The PAK system links Rho GTPase signaling to thrombin-mediated platelet activation.

Regulation of the platelet actin cytoskeleton by the Rho family of small GTPases is essential for the proper maintenance of hemostasis. However, little is known about how intracellular platelet activation from Rho GTPase family members, including Rac, Cdc42, and Rho, translate into changes in platelet actin structures. To better understand how Rho family GTPases coordinate platelet activation, we identified platelet proteins associated with Rac1, a Rho GTPase family member, and actin regulatory protein essential for platelet hemostatic function. Mass spectrometry analysis revealed that upon platelet activation with thrombin, Rac1 associates with a set of effectors of the p21-activated kinases (PAKs), including GIT1, ßPIX, and guanine nucleotide exchange factor GEFH1. Platelet activation by thrombin triggered the PAK-dependent phosphorylation of GIT1, GEFH1, and other PAK effectors, including LIMK1 and Merlin. PAK was also required for the thrombin-mediated activation of the MEK/ERK pathway, Akt, calcium signaling, and phosphatidylserine (PS) exposure. Inhibition of PAK signaling prevented thrombin-induced platelet aggregation and blocked platelet focal adhesion and lamellipodia formation in response to thrombin. Together, these results demonstrate that the PAK signaling system is a key orchestrator of platelet actin dynamics, linking Rho GTPase activation downstream of thrombin stimulation to PAK effector function, MAP kinase activation, calcium signaling, and PS exposure in platelets.

S6K1 and mTOR regulate Rac1-driven platelet activation and aggregation.

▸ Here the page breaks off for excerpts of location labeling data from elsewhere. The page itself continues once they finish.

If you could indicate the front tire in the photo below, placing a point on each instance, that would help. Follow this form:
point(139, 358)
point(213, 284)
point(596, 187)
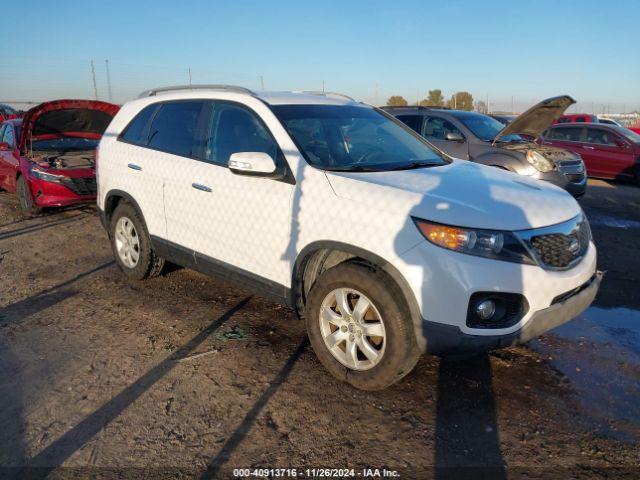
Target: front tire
point(359, 329)
point(131, 244)
point(24, 196)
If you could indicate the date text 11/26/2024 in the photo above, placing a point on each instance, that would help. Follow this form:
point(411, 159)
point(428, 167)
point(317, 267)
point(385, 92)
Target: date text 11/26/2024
point(316, 473)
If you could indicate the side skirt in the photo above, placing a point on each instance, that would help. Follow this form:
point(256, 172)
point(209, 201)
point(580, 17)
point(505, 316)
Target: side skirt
point(224, 271)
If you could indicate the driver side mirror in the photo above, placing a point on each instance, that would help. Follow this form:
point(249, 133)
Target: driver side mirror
point(454, 137)
point(252, 163)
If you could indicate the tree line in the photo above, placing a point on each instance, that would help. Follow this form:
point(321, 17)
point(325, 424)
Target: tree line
point(458, 101)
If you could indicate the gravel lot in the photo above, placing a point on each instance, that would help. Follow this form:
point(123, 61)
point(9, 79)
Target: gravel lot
point(103, 377)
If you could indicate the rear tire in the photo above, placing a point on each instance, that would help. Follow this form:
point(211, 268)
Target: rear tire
point(381, 355)
point(24, 196)
point(131, 244)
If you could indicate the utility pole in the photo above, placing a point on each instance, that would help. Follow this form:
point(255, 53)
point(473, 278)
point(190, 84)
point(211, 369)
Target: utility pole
point(108, 80)
point(93, 75)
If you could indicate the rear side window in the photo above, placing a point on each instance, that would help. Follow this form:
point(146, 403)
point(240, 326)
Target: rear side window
point(173, 128)
point(600, 137)
point(436, 128)
point(235, 129)
point(412, 121)
point(8, 136)
point(565, 134)
point(137, 131)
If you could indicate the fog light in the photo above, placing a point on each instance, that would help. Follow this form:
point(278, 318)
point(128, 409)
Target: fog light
point(485, 309)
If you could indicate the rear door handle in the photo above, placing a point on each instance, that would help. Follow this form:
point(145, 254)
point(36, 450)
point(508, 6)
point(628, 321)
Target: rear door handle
point(201, 187)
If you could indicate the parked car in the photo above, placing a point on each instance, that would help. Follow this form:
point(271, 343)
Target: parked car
point(48, 157)
point(608, 151)
point(577, 118)
point(7, 112)
point(384, 245)
point(503, 118)
point(482, 139)
point(608, 121)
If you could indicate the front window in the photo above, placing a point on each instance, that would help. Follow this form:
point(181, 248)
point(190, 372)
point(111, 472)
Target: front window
point(354, 138)
point(485, 127)
point(64, 144)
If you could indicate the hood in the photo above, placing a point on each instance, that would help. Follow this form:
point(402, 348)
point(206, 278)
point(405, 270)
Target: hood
point(66, 118)
point(538, 118)
point(462, 194)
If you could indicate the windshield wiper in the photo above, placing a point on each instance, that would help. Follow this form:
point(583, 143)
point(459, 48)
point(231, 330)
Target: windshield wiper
point(416, 164)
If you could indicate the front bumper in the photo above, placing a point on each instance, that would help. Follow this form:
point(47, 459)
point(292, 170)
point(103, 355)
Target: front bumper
point(449, 339)
point(73, 191)
point(575, 184)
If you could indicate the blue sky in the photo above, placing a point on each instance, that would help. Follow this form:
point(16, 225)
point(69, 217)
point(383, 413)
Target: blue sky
point(368, 49)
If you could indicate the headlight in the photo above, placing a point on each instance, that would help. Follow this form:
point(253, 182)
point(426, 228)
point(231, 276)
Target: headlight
point(493, 244)
point(40, 174)
point(539, 162)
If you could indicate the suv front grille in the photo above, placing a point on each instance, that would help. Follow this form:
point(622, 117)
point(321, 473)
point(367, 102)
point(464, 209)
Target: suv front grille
point(81, 186)
point(560, 250)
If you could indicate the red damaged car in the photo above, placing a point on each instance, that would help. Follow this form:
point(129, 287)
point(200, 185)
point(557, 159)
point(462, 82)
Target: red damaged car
point(48, 157)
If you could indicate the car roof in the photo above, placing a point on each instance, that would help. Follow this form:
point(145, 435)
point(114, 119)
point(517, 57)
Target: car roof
point(271, 98)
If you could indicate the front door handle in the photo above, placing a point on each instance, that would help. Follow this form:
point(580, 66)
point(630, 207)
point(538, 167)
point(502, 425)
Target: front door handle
point(201, 187)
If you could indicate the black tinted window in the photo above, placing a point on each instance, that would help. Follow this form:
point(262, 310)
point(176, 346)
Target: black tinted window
point(413, 121)
point(600, 137)
point(567, 134)
point(8, 136)
point(436, 128)
point(234, 129)
point(136, 131)
point(174, 127)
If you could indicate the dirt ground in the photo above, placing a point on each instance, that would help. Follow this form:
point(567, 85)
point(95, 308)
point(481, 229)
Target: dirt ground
point(102, 377)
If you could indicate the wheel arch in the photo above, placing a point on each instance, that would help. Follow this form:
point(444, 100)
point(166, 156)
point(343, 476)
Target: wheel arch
point(319, 256)
point(111, 201)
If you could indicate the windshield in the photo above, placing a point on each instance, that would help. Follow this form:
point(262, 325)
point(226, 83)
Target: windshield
point(337, 137)
point(485, 127)
point(629, 134)
point(64, 144)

Platelet activation and thrombus formation are under the control of signaling systems that integrate cellular homeostasis with cytoskeletal dynamics. Here, we identify a role for the ribosome protein S6 kinase (S6K1) and its upstream regulator mTOR in the control of platelet activation and aggregate formation under shear flow. Platelet engagement of fibrinogen initiated a signaling cascade that triggered the activation of S6K1 and Rac1. Fibrinogen-induced S6K1 activation was abolished by inhibitors of Src kinases, but not Rac1 inhibitors, demonstrating that S6K1 acts upstream of Rac1. S6K1 and Rac1 interacted in a protein complex with the Rac1 GEF TIAM1 and colocalized with actin at the platelet lamellipodial edge, suggesting that S6K1 and Rac1 work together to drive platelet spreading. Pharmacologic inhibitors of mTOR and S6K1 blocked Rac1 activation and prevented platelet spreading on fibrinogen, but had no effect on Src or FAK kinase activation. mTOR inhibitors dramatically reduced collagen-induced platelet aggregation and promoted the destabilization of platelet aggregates formed under shear flow conditions. Together, these results reveal novel roles for S6K1 and mTOR in the regulation of Rac1 activity and provide insights into the relationship between the pharmacology of the mTOR system and the molecular mechanisms of platelet activation.